As of Thursday morning, South Dakota’s COVID-19 positivity rate stood at 55.9 percent, making it the highest in the nation after Wyoming. Since the start of the pandemic, the midwestern state—which has a population of about 885,000—has seen a total of more than 68,000 novel coronavirus infections and 674 deaths.
The seven-day average of new infections in South Dakota is currently north of 1,400 per day. Despite the surge in new infections, medical professionals in the state have said many still do not believe the pandemic is real.
“I have family members that deny it exists. It’s hard to have that conversation with them,” Dr. Austin Simonson, an internal medicine specialist at the Sanford Medical Center in Sioux Falls, South Dakota, told CNN on Thursday.
“There’s a profound ability for people to think ‘it won't happen to me, it happens to other people,’ and that's unfortunate,” South Dakota Dr.
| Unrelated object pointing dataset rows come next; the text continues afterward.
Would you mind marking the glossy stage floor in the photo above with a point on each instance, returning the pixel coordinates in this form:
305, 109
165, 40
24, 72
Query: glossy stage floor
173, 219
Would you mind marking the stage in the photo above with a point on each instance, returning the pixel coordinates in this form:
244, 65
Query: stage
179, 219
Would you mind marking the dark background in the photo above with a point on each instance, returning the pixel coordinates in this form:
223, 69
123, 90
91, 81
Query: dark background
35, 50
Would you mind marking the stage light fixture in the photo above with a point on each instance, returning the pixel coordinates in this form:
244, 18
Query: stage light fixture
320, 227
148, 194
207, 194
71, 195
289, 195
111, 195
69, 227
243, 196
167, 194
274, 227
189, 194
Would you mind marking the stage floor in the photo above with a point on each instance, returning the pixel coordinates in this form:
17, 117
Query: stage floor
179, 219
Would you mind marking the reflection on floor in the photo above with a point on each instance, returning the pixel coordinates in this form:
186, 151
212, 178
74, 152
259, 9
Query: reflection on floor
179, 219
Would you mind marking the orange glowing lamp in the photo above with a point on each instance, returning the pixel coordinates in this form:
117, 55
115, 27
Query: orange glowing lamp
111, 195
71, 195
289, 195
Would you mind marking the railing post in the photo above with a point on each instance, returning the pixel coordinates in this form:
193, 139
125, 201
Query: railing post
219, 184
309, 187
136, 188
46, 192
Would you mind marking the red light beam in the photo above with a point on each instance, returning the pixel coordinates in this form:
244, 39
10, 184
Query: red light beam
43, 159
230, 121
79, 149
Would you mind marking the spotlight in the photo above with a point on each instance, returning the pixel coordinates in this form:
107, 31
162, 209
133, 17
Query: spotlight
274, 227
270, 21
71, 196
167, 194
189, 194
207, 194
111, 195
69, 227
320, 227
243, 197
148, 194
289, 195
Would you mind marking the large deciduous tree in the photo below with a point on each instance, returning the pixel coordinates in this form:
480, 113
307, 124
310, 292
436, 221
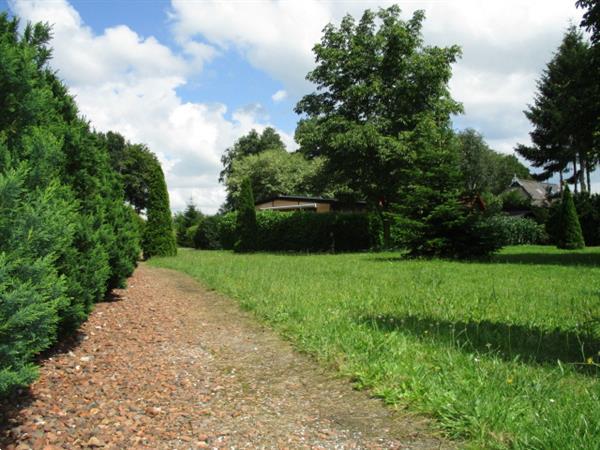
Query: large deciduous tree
272, 172
380, 114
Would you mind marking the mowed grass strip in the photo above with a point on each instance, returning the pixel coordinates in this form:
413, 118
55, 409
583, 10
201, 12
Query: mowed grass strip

Austin Simonson says as the state's coronavirus cases skyrocket.
— CNN Newsroom (@CNNnewsroom) November 19, 2020
“There’s a profound ability for people to think ‘it won’t happen to me, it happens to other people,’ and that’s unfortunate,” Simonson said.
The doctor described dealing with the COVID-19 pandemic as a “marathon” for medical professionals, saying “we’re on mile 13″—or just half-way through the crisis.
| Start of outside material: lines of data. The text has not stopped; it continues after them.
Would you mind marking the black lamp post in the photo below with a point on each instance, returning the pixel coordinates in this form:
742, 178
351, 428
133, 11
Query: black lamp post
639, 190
“It is exhausting,” he said, explaining that the “difficulty” is getting everyone to realize that “we have a long way to go” before the pandemic is over.
Newsweek reached out to the South Dakota Department of Health for comment, but did not receive an immediate response.
Jodi Doering, a registered emergency room nurse from South Dakota, posted a tweet that went viral this week, pointing out that many of her COVID-19 patients deny the existence of the virus.
“The ones that stick out are those who still don’t believe the virus is real. The ones who scream at you for a magic medicine and that Joe Biden is Going to ruin the USA. All while gasping for breath on 100% Vapotherm,” Doering wrote. “They tell you there must be another reason they are sick. They call you names and ask why you have to wear all that ‘stuff’ because they don’t have COVID because it’s not real. Yes. This really happens.”
South Dakota’s Governor Kristi Noem, a Republican, has faced criticism for declining to implement further COVID-19 restrictions as the pandemic surges in her state. The governor has refused to implement a mask mandate and questioned the well-established science showing the effectiveness of masks. She has also declined to put restrictions on restaurants and bars, something members of the White House Coronavirus Task Force have advocated for.
Dr. Anthony Fauci, a key member of the task force and the director of the National Institute of Allergy and Infectious Diseases, expressed shock that some Americans still do not believe in the pandemic in an interview published Thursday by The New York Times.
“I was stunned by the fact that in certain areas of the country, even though the devastation of the outbreak is clear, some people are still saying it’s fake news,” Fauci told the newspaper. “That is a very difficult thing to get over.”